Un 1,5% de los estudiantes sufre alguna discapacidad, una cifra que mengua a medida que avanza la complejidad.

El gallego Anxo Fernández, de 24 años, cursó Psicología en la Universidad de Santiago y pretende pasar consulta. Por eso estudia en la Complutense un máster de Psicología Clínica. Su andadura no ha sido fácil, padece una enfermedad digestiva crónica que le obliga a hospitalizarse a menudo. Pese a los justificantes, “en alguna ocasión me han bajado la nota”, cuenta.

Anxo representa a ese 1,2% de estudiantes de máster que padece una discapacidad. La proporción de estos estudiantes mengua a medida que avanzan las etapas educativas, lo que evidencia la dificultad de desempeñarse en las aulas con discapacidad: son un 1,8% en grado, 1,2% en posgrado y 0,7% en doctorado. Los datos se recogen en el estudio Universidad y discapacidad, elaborado por la Fundación Universia en colaboración con la Fundación ONCE, el comité de las personas con discapacidad (CERMI), el Ministerio de Sanidad y la conferencia de rectores (CRUE). Es una radiografía muy completa en la que han participado 72 de las 80 universidades con encuestas a 1.720 alumnos.
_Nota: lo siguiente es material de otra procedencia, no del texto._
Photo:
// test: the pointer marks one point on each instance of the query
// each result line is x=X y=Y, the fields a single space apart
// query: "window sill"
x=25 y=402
“Hay que romper la dinámica de que sigan estudiando logrando su inclusión en el mercado laboral. Y para eso se necesita un mejor servicio de orientación laboral y prácticas”, apuntó Nuria Grané del área de Empleo de la CRUE.

Anxo cree que hay “cierto estigma” en el cupo del 5% de plazas para discapacidad: “Parece que se la estás quitando a una persona normal”. Con ese cupo entró Paloma de Andrés, de 22 años, que termina Lenguas Modernas, Cultura y Comunicación en la Autónoma de Madrid mientras hace prácticas. A Paloma le faltan todos los dedos de una mano y con constancia ha sido capaz hasta de aprender a tocar el piano. “Y la ayuda de mis padres”, remacha.